The evidence is set on long tables pushed up against the walls of a big conference room on the 12th floor of the Hennepin County Government Center.
Numbered from 1 to 258, the plastic bags of clothes, photos and piles of papers are the raw materials investigators used to convince jurors of the guilt of Mohamed Noor. Last month, Noor became the first Minnesota police officer to be convicted for killing someone while on duty.
There are uniform pants sitting next to a belt. There's a bullet proof vest with a shiny gold name tag that says "M. Noor." There are pajama pants and a stained crumpled pink T-shirt that says "Koala Australia."
Ruszczyk was shot to death by former Minneapolis police officer Mohamed Noor in July 2017 after she called 911 to report what she thought was an assault happening behind her home.

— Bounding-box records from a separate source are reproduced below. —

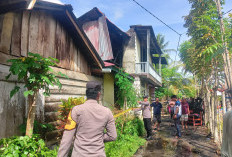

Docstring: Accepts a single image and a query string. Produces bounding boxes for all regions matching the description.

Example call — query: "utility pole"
[215,0,232,105]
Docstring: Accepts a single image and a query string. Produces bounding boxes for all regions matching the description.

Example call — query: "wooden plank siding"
[0,11,91,75]
[0,10,103,138]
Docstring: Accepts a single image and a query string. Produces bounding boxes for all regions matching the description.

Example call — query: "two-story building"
[123,25,166,101]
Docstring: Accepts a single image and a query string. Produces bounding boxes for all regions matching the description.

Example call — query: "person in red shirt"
[181,98,190,130]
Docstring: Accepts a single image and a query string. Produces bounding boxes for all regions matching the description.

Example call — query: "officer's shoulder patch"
[64,111,77,130]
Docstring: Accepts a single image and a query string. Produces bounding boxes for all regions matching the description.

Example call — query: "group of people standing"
[134,95,190,140]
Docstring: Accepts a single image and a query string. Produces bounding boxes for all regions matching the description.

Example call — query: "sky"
[55,0,232,60]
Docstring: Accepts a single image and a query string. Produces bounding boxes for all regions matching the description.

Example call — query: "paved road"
[134,116,219,157]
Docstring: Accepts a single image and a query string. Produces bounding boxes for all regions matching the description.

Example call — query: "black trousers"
[143,118,152,137]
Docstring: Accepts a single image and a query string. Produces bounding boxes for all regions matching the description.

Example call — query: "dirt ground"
[134,115,220,157]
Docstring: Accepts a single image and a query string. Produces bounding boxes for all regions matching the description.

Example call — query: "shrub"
[19,120,56,140]
[0,135,57,157]
[105,117,145,157]
[57,97,86,129]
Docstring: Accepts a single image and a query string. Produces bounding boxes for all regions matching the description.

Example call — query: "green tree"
[6,53,65,137]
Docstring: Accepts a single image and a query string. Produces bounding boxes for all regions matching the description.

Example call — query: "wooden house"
[78,7,130,106]
[0,0,104,138]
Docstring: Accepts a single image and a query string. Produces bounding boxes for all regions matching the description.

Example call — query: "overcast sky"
[60,0,232,59]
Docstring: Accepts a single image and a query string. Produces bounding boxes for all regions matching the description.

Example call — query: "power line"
[222,9,232,16]
[132,0,184,65]
[132,0,181,36]
[174,34,182,65]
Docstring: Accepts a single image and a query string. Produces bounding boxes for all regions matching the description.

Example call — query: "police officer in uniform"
[58,81,117,157]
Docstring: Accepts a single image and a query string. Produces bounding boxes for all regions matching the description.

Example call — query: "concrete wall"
[103,73,114,106]
[123,29,136,74]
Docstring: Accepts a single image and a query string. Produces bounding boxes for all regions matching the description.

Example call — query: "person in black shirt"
[151,98,163,131]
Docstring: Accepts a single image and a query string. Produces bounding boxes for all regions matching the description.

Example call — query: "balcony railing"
[135,62,162,83]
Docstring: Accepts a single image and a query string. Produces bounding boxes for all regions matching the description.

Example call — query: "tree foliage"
[6,53,65,97]
[6,52,66,136]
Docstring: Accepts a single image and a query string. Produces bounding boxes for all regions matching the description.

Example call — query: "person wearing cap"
[58,81,117,157]
[133,96,152,140]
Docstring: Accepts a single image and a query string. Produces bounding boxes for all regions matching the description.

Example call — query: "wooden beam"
[66,10,102,69]
[0,12,14,54]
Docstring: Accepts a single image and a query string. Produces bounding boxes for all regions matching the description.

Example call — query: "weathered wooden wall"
[0,11,90,75]
[0,11,102,139]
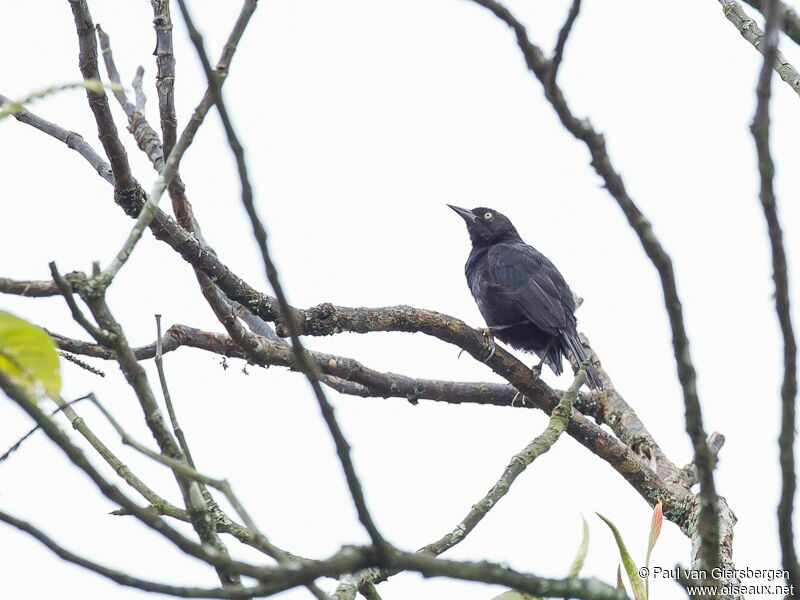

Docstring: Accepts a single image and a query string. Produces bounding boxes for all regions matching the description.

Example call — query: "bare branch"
[0,370,263,577]
[178,0,388,552]
[719,0,800,95]
[150,0,178,156]
[462,0,720,573]
[0,511,247,598]
[97,23,164,171]
[751,0,800,587]
[0,94,114,185]
[546,0,581,87]
[744,0,800,44]
[423,362,588,556]
[69,0,142,200]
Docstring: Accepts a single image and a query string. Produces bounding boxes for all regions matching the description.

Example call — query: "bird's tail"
[564,332,603,390]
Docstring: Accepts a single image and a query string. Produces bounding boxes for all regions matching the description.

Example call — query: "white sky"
[0,0,800,600]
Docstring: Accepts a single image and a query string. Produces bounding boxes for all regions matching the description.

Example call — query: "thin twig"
[92,396,262,537]
[472,0,720,573]
[335,361,589,600]
[719,0,800,95]
[69,0,141,199]
[0,370,263,577]
[150,0,178,156]
[0,511,253,598]
[744,0,800,44]
[155,315,195,469]
[178,0,388,552]
[751,0,800,587]
[0,94,114,185]
[0,396,89,462]
[546,0,581,87]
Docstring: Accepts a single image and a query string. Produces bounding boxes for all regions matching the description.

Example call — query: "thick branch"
[462,0,720,572]
[719,0,800,95]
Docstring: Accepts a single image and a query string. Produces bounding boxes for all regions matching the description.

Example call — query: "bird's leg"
[478,326,499,363]
[531,340,554,379]
[511,391,526,407]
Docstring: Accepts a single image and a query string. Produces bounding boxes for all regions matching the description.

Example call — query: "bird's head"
[447,204,520,248]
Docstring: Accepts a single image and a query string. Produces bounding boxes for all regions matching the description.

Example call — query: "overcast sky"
[0,0,800,600]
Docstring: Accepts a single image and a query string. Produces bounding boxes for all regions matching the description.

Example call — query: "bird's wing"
[487,242,575,335]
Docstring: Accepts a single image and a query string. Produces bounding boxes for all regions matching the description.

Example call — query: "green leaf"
[492,590,542,600]
[567,517,589,578]
[0,310,61,396]
[644,500,664,598]
[595,513,646,600]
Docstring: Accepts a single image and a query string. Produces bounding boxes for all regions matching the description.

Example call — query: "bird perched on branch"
[448,204,603,388]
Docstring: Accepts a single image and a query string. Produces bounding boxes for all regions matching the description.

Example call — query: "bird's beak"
[447,204,478,223]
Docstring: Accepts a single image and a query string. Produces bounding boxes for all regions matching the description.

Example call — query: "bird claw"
[479,327,497,363]
[531,361,544,380]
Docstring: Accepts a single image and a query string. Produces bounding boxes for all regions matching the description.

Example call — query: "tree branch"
[460,0,720,573]
[751,0,800,587]
[744,0,800,44]
[178,0,388,552]
[546,0,581,88]
[719,0,800,95]
[69,0,142,206]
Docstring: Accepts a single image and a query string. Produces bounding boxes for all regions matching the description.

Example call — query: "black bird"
[448,204,603,388]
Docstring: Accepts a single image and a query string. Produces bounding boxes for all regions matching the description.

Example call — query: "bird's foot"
[531,360,544,380]
[511,391,527,407]
[478,327,497,363]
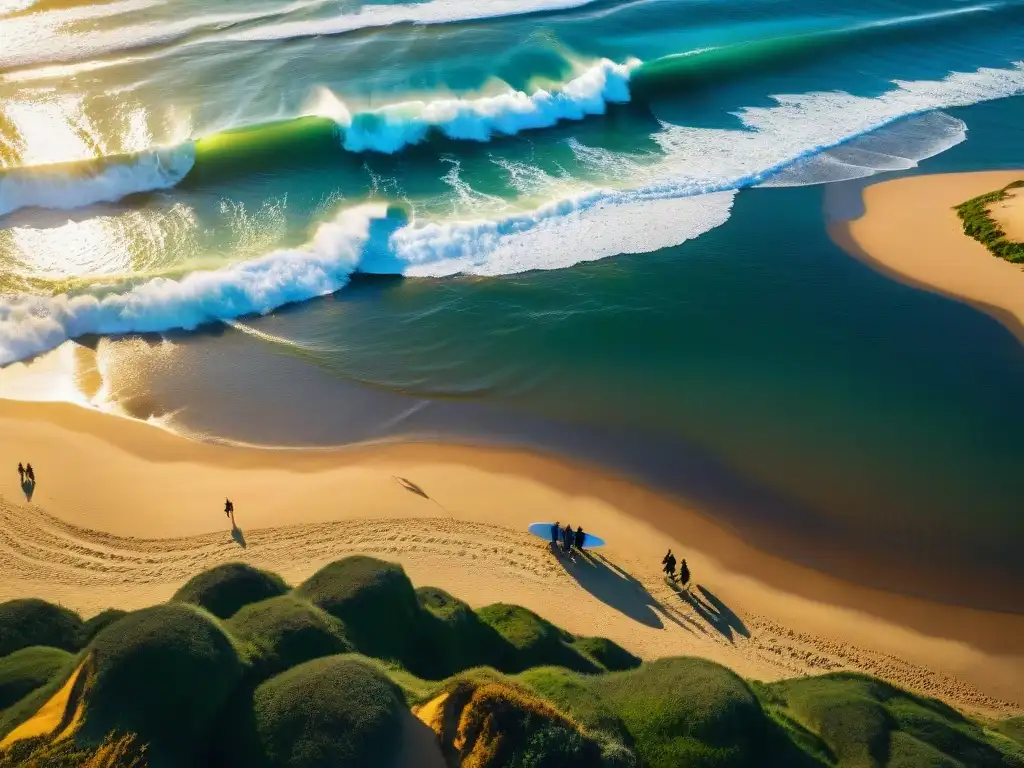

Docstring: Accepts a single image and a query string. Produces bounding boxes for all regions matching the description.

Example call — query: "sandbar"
[829,170,1024,343]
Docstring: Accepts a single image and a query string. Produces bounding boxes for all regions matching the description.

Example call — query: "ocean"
[0,0,1024,610]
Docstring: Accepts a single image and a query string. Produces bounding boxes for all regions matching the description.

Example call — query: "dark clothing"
[679,560,690,584]
[663,555,676,579]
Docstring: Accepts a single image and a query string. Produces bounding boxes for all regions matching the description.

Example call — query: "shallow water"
[0,0,1024,608]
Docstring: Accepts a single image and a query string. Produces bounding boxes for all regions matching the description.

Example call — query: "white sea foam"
[0,205,386,365]
[0,143,196,216]
[761,112,967,186]
[214,0,596,41]
[0,63,1024,364]
[310,58,640,154]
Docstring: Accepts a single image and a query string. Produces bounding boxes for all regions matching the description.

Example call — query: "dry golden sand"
[829,170,1024,342]
[0,400,1024,716]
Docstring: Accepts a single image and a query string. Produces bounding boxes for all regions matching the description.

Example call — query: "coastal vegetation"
[956,179,1024,263]
[0,557,1024,768]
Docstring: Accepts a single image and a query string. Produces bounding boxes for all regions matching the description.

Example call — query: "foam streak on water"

• Video: Confusion, disbelief as MPD officers rush to Ruszczyk shooting
• Ruszczyk's 911 call audio: Deep breath, worried voice
There are guns on the tables, which belonged to Noor and his partner Matthew Harrity. There is a bullet that's been splintered and flattened. It's sitting next to its casing, which was recovered outside the passenger side of the squad after the shooting.
It's almost silent in the conference room. The court set aside four hours Friday in downtown Minneapolis for journalists and members of the public to inspect the original evidence.
The court set up the display after a dispute about what evidence should be released to the public. Court staff said it was unprecedented, and that evidence in most high-profile cases is examined afterward only by individuals.
In a smaller room next door, labelled C1290, court staff set up eight laptops with headphones. This is where video evidence, including graphic police body camera videos showing Ruszczyk in her final moments of life, was being displayed.
Judge Kathryn Quaintance has ordered the Hennepin County Attorney's Office to edit those graphic videos, to blur Ruszczyk's body as emergency responders try to save her life, and to mute her final attempts to breath. Quaintance cited concerns about the sensationalism of the footage.
An hour into the proceedings Friday, only three reporters had signed in to see this graphic evidence, which was shown in public at trial. They silently took notes under the watch of a sheriff's deputy.
Some of the evidence is horrific. Other exhibits are mundane: a guide to three-dimensional crime scene scanning and transcripts of officer conversations recorded on body cameras. They offer few new details that didn't come up in trial or in evidence released unexpectedly earlier in the week.
The evidence's use in court is exhausted, at least unless Noor appeals his convictions. He has 90 days after sentencing. But politicians, activists and police officers may be able to glean some insight about what happened between Noor and Ruszczyk from these numbered piles of evidence.
Longtime police accountability activist Dave Bicking was one of the few people there who didn't work for a news organization. He drove to the government center in a black and white car with "Justice for Justine" painted on it in bright yellow. He said he believes officers at the shooting scene were "hiding things."
"The body cameras on and off — officers came on the scene and acted like they had never seen a murder scene before," Bicking said. "They were like, 'What do we do? Who's doing what?' The protocols for investigation are something that are important."
• Reporter's notebook: Why journalists fight for release of evidence • Full coverage: The shooting of Justine Ruszczyk, trial of Mohamed Noor
There are echoes of Ruszczyk's life in the conference room, too. The photos of her home, taken as police sought to identify the victim, show a prayer flag on the wall and sparkling water on the counter. Lights are on in the rooms. And open windows look out into her alley.
There is a text message exchange between Ruszczyk and her fiance on the night she died. He was out of town, and she was home alone. It's filled with emojis and "I love you." The exchange ends with him texting her "Hello?"
In a binder that could be mistaken for a photo album is a picture of a smiling Ruszczyk, taken during her first winter in Minnesota, wearing big floppy mittens in the snow. And then there are her final photos, taken at the Hennepin County medical examiner's office.
Photos of Noor taken after the shooting by state investigators show him still in his uniform. He's facing the camera, then turned in profile.
Noor is currently being held at the Oak Park Heights prison. He will be in court again next month to hear his sentence.